Andrews was applauded for the exemplary leadership he has shown, making a positive impact on the lives of others.
Chair of the Caribbean-American Heritage Committee, Hazra Ali, and Consul General of Trinidad & Tobago, in NY, André Laveau, presented the citation.
The Cynthia Brown Franklin Award Citation was presented, to Charles A. Small, Esq. a Brooklyn attorney, for his outstanding work in the community. Chief Program Director Sandra Chapman handed over the citation.
BP Adams, welcomed expats to a Cultural Marketplace on the Columbus Park Plaza to showcase the beauty of the Caribbean. The countries were, Antigua & Barbuda, Barbados, Grenada, Guyana, Haiti, Panama, St. Lucia, St. Vincent & the Grenadines, and Trinidad & Tobago. An exhibition also showed the works of self-taught artist, Tony Bennett-funded art school graduate, Cheyenne Sookoo, of Trinidad & Tobago.
A symposium titled: “From Brain Drain to Brain Circulation, A role of the Diaspora in Caribbean Development Challenges,” began with welcome remarks by Omyma David. PhD, a special presentation by Shelly Worrell under the theme “Census 2020 and the Caribbean-American Community with keynote address by Consul General of Barbados in NY, Oral St.
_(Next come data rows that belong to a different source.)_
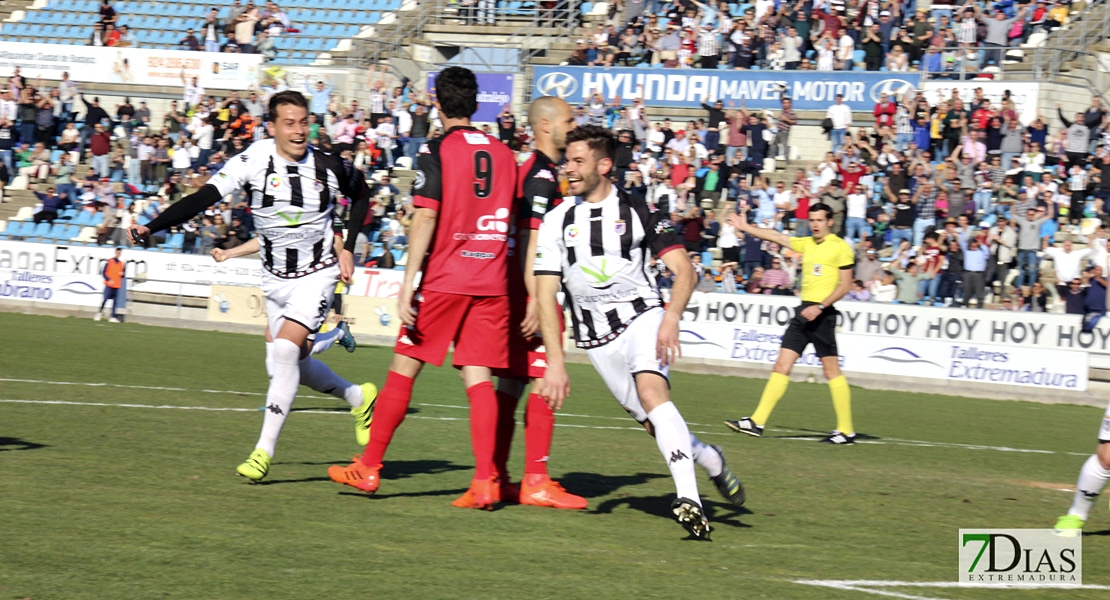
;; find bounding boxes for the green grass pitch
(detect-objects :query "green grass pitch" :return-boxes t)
[1,311,1108,599]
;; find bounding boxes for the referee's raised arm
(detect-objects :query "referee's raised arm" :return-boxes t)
[726,206,794,246]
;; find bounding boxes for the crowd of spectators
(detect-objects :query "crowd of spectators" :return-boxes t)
[556,83,1110,317]
[0,63,435,259]
[86,0,293,59]
[566,0,1078,75]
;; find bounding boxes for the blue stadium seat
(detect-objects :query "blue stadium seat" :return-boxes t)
[89,212,104,227]
[59,208,77,221]
[852,49,865,64]
[0,220,21,240]
[15,221,37,239]
[28,221,52,241]
[158,232,184,251]
[46,223,68,241]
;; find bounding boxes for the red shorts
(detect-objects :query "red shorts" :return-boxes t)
[394,290,510,369]
[494,294,564,380]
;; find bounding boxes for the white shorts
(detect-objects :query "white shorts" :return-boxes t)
[1099,400,1110,443]
[584,307,669,424]
[261,265,339,339]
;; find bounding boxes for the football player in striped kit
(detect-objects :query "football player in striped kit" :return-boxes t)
[129,91,377,482]
[534,125,745,540]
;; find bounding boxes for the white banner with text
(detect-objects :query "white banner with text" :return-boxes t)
[680,292,1094,390]
[0,42,262,90]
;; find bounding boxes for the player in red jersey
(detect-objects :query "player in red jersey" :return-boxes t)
[330,67,520,509]
[454,96,588,510]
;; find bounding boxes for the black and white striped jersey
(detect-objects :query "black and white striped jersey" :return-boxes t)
[210,139,370,278]
[534,185,684,349]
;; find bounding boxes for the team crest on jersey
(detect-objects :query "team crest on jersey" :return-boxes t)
[313,180,325,192]
[812,263,823,276]
[413,170,426,190]
[614,220,626,235]
[267,174,282,189]
[534,169,555,181]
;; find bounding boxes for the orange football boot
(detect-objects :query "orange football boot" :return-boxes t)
[519,474,588,509]
[328,461,381,493]
[452,476,518,507]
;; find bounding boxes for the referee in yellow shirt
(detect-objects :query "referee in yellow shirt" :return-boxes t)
[724,202,857,444]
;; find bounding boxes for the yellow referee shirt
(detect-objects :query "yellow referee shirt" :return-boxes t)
[789,234,855,303]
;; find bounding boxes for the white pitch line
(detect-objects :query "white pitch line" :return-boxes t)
[0,377,1094,456]
[793,579,1110,600]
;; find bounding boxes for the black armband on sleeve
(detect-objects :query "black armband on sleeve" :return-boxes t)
[144,184,224,234]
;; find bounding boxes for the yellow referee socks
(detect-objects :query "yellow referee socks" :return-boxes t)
[828,375,854,436]
[751,372,790,427]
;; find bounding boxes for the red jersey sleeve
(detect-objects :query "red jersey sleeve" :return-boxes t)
[412,140,443,211]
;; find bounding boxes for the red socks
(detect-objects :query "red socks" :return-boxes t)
[493,390,520,479]
[523,393,554,476]
[359,371,414,467]
[466,381,499,481]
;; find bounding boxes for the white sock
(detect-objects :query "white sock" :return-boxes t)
[299,356,361,408]
[1068,454,1110,520]
[255,339,301,458]
[690,435,723,478]
[264,341,275,379]
[311,327,345,355]
[646,401,701,507]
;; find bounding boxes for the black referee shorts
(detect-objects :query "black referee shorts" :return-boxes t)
[780,302,839,358]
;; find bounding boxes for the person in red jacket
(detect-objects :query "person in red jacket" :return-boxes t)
[874,92,897,128]
[95,247,124,323]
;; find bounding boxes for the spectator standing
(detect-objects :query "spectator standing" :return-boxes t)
[95,248,125,323]
[200,8,222,53]
[826,94,852,153]
[304,78,333,123]
[1014,206,1050,287]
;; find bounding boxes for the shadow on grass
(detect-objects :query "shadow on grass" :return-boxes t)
[558,471,668,499]
[1084,529,1110,537]
[257,476,333,486]
[768,426,879,442]
[593,494,752,535]
[339,488,471,500]
[0,437,47,452]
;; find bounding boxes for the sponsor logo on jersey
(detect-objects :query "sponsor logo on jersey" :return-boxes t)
[812,263,823,276]
[217,172,229,180]
[460,250,496,259]
[477,208,509,233]
[614,220,626,235]
[579,256,628,289]
[463,132,490,145]
[413,170,426,190]
[534,169,555,181]
[276,208,304,226]
[267,174,282,189]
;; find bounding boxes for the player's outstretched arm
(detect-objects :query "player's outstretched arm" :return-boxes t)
[536,273,570,410]
[658,247,695,366]
[211,237,259,262]
[127,185,222,245]
[396,207,437,326]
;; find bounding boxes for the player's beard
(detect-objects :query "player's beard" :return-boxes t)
[576,169,601,198]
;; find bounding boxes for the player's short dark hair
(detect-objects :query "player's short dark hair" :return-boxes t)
[565,124,616,162]
[434,67,478,119]
[268,90,308,121]
[808,202,834,220]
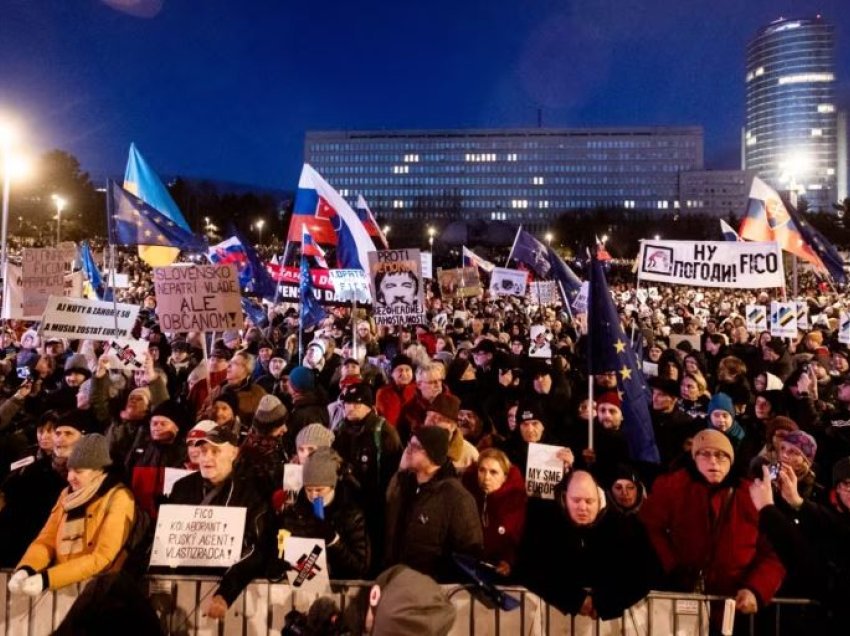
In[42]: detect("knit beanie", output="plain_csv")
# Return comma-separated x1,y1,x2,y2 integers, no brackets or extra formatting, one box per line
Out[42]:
832,457,850,486
416,426,450,466
68,433,112,470
765,415,798,441
390,354,414,372
64,354,91,378
783,430,817,464
426,394,460,422
707,392,735,418
252,394,288,433
213,391,239,416
128,387,152,406
151,400,190,432
371,565,456,636
691,429,735,463
596,391,622,410
302,447,340,488
56,409,93,435
288,366,315,392
296,423,335,449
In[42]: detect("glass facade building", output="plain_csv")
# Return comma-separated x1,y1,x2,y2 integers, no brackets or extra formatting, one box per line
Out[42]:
304,127,703,232
744,16,838,210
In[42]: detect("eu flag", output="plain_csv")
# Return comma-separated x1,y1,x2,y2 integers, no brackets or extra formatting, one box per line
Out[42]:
299,228,326,331
508,227,551,277
547,246,583,302
107,180,206,251
228,225,278,299
785,202,846,285
588,256,660,464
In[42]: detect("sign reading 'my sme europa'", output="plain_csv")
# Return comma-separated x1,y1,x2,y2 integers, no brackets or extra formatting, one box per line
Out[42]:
637,240,784,289
153,264,243,332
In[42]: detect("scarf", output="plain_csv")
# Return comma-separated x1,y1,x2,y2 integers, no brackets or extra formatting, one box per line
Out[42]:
58,472,108,558
62,471,108,512
724,420,746,448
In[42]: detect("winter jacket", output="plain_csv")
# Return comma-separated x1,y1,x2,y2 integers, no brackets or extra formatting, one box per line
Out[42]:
17,472,136,590
205,378,267,426
375,381,417,427
127,439,188,519
461,464,527,570
652,408,700,469
639,462,785,606
278,489,370,579
384,461,483,581
284,390,331,453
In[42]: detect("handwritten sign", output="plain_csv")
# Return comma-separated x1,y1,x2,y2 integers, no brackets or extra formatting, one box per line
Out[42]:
525,442,564,500
107,338,149,370
150,504,246,568
41,296,139,340
21,248,66,317
328,269,372,304
153,264,243,332
368,249,425,326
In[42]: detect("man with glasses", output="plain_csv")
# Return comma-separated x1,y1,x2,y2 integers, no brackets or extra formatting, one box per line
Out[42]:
640,429,784,628
398,362,449,445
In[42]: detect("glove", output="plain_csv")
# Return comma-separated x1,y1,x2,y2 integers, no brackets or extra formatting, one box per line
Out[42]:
21,574,44,597
7,570,28,594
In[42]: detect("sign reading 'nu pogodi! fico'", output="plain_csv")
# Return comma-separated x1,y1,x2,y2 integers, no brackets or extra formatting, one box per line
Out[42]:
637,240,784,289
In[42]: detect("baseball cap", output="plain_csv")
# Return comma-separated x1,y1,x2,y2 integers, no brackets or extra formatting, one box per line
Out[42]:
186,423,238,447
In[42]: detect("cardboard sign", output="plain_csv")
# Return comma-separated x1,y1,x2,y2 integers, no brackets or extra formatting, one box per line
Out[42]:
528,281,558,306
368,249,426,326
284,536,331,595
796,301,810,330
2,264,83,321
746,304,767,332
525,442,564,500
328,269,372,304
840,313,850,345
107,338,149,370
21,248,66,317
283,463,303,508
637,240,784,289
162,468,196,496
152,264,243,333
489,268,528,297
150,504,246,568
40,296,139,340
572,281,590,314
770,301,797,338
420,251,433,280
528,324,552,359
437,267,482,299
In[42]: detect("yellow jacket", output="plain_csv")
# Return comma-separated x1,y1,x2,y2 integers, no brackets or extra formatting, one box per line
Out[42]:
17,480,135,590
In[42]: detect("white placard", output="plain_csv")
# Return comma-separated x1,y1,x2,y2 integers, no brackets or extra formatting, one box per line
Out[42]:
328,269,372,304
770,301,797,338
283,463,303,508
284,536,331,595
489,267,528,297
162,468,196,496
642,361,659,377
840,313,850,345
40,295,139,340
525,442,564,500
420,251,433,280
528,281,558,306
528,324,552,359
796,301,810,330
746,304,767,333
637,240,784,289
153,264,243,332
572,281,590,314
103,269,131,288
107,338,149,370
368,249,426,326
150,504,246,568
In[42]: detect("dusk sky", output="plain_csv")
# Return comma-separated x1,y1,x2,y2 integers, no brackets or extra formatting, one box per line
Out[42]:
3,0,849,190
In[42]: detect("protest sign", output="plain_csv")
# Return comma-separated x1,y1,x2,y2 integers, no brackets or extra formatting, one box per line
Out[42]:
637,240,784,289
572,281,590,313
770,301,797,338
840,313,850,345
528,324,552,359
528,281,558,305
107,338,149,370
635,288,648,305
284,537,331,595
368,249,426,326
150,504,246,568
525,442,564,500
40,296,139,340
328,269,372,304
270,265,351,307
421,251,433,279
437,267,482,299
746,304,767,332
162,468,195,496
153,264,243,332
489,267,528,297
21,248,66,317
2,262,83,321
642,361,659,377
103,269,131,288
796,301,810,330
283,463,303,508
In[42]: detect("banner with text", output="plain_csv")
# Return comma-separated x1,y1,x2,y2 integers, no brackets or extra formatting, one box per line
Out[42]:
525,442,564,500
41,296,139,340
3,264,83,321
328,269,372,304
368,249,426,326
150,504,246,568
269,265,353,307
21,248,67,317
637,240,784,289
153,264,243,332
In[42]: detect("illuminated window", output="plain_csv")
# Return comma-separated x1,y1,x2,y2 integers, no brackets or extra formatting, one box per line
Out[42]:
811,129,823,137
511,199,529,209
393,200,405,209
392,165,409,174
747,136,757,146
532,176,545,185
818,104,835,113
827,168,836,176
778,73,834,86
755,66,764,77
E. Mackie Holder.
Additionally, guests were invited to a Taste of Caribbean Cuisine with food sampling from more than 25 restaurants in Brooklyn.
The daylong celebration came to a climax with pulsating rhythms by the Higher Levin High School Steel Orchestra, who revved up the audience, with popular calypso tunes.
Xavier Strings — violinists Janine and Janelle Xavier — put on a spectacular performance skillfully playing the instruments as they danced with their audience to a medley of favorite Caribbean songs.
Nandanie Iranian and Diane Ramsaran of the Srijan Dance Center of Queens, also treated the audience to Bollywood style choreography.
Something Positive, Inc. Dance Company led by Artistic Director, Michael Manswell, in turn educated spectators with “Caribbean Splendor: A Sacred Tribute,” in a splendid performance in word and dance, that cemented the evening’s outstanding tribute to the Caribbean.